Von Barbara Roelli — Im Alltag begegne ich immer wieder Situationen, die mir einmal mehr bewusst werden lassen, wie ich selber aufgewachsen bin, welche Benimmregeln ich von Kindsbeinen auf zu lernen hatte. Und nach diesen messe ich anscheinend auch das Verhalten anderer. Besonders was das Essen und Trinken anbelangt: da kenne ich die Regeln dazu, was als anständig und wohlerzogen gilt, seit ich denken kann. Sobald ich nicht mehr mit Brei gefüttert wurde und mir das Essen selber in den Mund zu schaufeln begann, als ich den Plastiklöffel gegen Messer und Gabel eintauschen konnte – ab jenem Zeitpunkt also sollte ich alles Barbarische von mir ablegen und zu einem zivilisierten Menschen werden der weiss, wie man sich bei Tische zu benehmen hat: Man isst nicht mit den Fingern. Man spricht nicht mit vollem Mund. Man schlürft und schmatzt nicht. Und wenn einem etwas aufstösst und man rülpsen muss (in meinem Luzerner Dialekt sprechen wir vom «Görpsä»), dann hält man sich die Hand vor den Mund und entschuldigt sich diskret.
Im Verlauf meiner Schulzeit jedoch, als bei meinen männlichen Klassenkameraden das Testosteron zu wirken begann, bekam das Rülpsen für mich eine neue Bedeutung.
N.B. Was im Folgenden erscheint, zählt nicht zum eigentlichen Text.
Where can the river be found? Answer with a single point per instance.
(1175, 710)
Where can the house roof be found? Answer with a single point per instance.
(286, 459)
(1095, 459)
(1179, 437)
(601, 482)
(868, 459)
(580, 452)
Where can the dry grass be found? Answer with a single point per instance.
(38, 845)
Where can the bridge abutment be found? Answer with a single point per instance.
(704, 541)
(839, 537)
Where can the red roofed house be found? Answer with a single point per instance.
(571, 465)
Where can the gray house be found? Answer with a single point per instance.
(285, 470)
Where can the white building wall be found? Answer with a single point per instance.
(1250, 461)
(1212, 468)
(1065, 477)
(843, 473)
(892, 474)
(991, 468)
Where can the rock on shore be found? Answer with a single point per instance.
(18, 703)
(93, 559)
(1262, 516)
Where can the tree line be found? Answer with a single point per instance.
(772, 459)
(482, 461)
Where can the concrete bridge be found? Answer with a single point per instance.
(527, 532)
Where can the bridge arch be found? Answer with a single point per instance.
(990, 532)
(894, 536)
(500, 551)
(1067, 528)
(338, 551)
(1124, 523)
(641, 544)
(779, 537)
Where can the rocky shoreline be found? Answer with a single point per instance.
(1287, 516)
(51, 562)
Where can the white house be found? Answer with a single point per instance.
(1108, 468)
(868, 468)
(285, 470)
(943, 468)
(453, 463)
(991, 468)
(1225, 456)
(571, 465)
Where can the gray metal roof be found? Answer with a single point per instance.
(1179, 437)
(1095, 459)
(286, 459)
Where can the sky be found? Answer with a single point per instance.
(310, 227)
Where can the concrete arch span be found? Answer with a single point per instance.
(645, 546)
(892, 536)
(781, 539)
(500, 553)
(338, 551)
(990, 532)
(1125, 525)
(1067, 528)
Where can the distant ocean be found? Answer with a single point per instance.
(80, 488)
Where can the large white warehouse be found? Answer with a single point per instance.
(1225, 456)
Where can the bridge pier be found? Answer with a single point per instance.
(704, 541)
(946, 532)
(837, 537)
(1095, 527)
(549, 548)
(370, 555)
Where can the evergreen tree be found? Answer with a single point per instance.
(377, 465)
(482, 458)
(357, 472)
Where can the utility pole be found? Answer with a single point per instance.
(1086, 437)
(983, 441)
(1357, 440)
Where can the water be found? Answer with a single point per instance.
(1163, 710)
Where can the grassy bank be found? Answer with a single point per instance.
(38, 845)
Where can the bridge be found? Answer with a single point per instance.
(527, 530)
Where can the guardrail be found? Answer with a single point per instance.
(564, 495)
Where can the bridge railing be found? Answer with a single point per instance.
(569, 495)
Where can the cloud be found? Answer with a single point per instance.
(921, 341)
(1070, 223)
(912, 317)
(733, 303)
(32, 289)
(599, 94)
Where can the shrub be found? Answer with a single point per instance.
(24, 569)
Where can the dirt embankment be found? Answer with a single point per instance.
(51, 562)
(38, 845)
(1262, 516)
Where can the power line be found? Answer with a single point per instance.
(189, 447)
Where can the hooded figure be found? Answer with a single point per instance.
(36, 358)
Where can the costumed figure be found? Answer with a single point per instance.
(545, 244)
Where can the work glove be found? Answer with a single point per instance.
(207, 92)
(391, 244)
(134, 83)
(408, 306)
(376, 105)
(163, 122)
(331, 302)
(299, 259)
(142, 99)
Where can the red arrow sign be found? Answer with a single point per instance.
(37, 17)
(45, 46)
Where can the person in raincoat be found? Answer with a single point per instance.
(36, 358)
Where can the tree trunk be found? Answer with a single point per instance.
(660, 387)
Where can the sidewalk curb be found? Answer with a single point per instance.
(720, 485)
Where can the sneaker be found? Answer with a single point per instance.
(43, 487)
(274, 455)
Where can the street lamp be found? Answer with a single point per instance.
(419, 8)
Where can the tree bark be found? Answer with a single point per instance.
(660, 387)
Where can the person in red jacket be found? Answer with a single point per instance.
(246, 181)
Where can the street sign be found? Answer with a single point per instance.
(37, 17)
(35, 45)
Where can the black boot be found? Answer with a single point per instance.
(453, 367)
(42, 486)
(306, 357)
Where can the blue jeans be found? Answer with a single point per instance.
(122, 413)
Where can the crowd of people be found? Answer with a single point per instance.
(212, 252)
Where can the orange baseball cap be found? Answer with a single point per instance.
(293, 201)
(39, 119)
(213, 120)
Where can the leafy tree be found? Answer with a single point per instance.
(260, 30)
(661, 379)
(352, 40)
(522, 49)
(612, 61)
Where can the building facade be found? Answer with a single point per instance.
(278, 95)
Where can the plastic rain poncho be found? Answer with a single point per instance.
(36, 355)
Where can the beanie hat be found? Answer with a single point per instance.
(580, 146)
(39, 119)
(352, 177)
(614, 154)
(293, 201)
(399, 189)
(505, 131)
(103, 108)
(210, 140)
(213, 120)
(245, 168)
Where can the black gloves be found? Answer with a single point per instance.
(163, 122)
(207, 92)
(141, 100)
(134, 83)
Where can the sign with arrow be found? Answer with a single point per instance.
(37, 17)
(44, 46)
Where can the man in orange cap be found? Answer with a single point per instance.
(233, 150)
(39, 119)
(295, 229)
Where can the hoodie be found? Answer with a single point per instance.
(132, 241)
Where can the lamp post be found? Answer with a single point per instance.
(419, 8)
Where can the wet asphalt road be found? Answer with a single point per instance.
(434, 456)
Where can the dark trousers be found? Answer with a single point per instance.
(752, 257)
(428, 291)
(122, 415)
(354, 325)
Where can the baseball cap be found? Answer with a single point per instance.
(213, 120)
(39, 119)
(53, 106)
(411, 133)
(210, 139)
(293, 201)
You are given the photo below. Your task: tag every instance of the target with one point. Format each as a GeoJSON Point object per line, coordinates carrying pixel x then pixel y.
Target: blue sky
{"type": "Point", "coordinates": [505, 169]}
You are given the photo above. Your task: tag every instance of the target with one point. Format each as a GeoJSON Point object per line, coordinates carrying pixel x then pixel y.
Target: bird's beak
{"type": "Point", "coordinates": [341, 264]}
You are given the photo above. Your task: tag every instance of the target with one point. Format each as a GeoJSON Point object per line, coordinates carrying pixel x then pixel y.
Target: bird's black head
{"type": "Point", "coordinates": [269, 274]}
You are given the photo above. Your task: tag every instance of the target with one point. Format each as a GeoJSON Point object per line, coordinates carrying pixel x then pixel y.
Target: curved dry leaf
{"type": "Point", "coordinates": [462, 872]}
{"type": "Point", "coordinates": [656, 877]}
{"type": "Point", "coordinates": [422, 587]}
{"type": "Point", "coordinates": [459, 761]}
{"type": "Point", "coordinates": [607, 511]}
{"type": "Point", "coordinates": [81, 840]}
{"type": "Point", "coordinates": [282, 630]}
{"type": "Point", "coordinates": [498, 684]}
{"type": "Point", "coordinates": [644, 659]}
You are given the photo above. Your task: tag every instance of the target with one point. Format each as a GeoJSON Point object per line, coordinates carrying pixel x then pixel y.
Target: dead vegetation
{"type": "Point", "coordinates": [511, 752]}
Meine Kameraden tranken hastig Coca Cola oder schluckten absichtlich Luft, damit sie lauthals rülpsen und damit ihr Umfeld provozieren konnten. Ihr Rülpsen tönte für mich wie ein Brunftgesang. Ein Zeichen das sie von sich geben mussten um zu signalisieren, Männer und paarungswillig zu sein.
Rülpsen ist laut Wikipedia das Aufstossen von Luft aus dem Verdauungstrakt durch den Mund. Ein roher archaischer Laut, der inhaltslos ist und damit so ganz anders, als all die formulierten Sätze und sorgfältig überlegten Redewendungen, die wir täglich von uns geben. Erst vor kurzem hatte ich während einer Zugfahrt Zeit, mich mit diesem Phänomen auseinander zu setzen. Ein älterer Herr sass an einen Fensterplatz. Vor ihm auf der Ablage hatte er ein grosses hellblaues Dosenbier stehen, deutsche Marke. Der Mann war eher klein, ungefähr 58 Jahre alt, trug Jeans und ein feuerwehrauto-rotes Hemd, an welchem die obersten vier Knöpfe geöffnet waren. Ihm schien warm zu sein, seine Stirne glänzte leicht, und die seitlichen Haare, die er sich über die Stirnglatze gekämmt hatte, klebten an der Haut. Es sah aus, als wäre dies nicht das erste Bier, das er sich an diesem Abend genehmigte. Er murmelte vor sich hin, in einer mir unverständlichen Sprache. Was ich jedoch sofort verstand waren die Laute, die er von sich gab, wenn er gerade nicht murmelte: dann rülpste er. Es war aber kein Rülpsen aus Inbrunst, wie es meine Schulkameraden früher zelebrierten, und er machte auch kein unschuldiges «Bäuerchen», wie es Säuglinge tun. Nein, der Mann rülpste unüberhörbar vor sich hin, als benutze er diese Laute zum Kommunizieren. In regelmässigen Intervallen setzte er jeweils zu zwei bis drei Stössen an. Es musste das Bier sein. Im Zug erhoben sich Köpfe, und Augenpaare suchten nach dem Verursacher des vermeintlich vulgären Geräusches. Der Passagier, der dem Mann gegenüber sass, stand auf und wechselte mit einem angeekelten Gesichtsausdruck den Zugwagen. Ich hörte die Stimme, meine Kinderstube, wie sie zu mir sagte: «Der Mann hält sich nicht mal die Hand vor den Mund. Und entschuldigen tut er sich auch nicht. Er ist unhöflich und kennt keine Sitten!» — Ich fragte zurück: «Vielleicht ist er einer der wenigen Barbaren, die die Zivilisation überlebt haben?» – Doch die Stimme schwieg.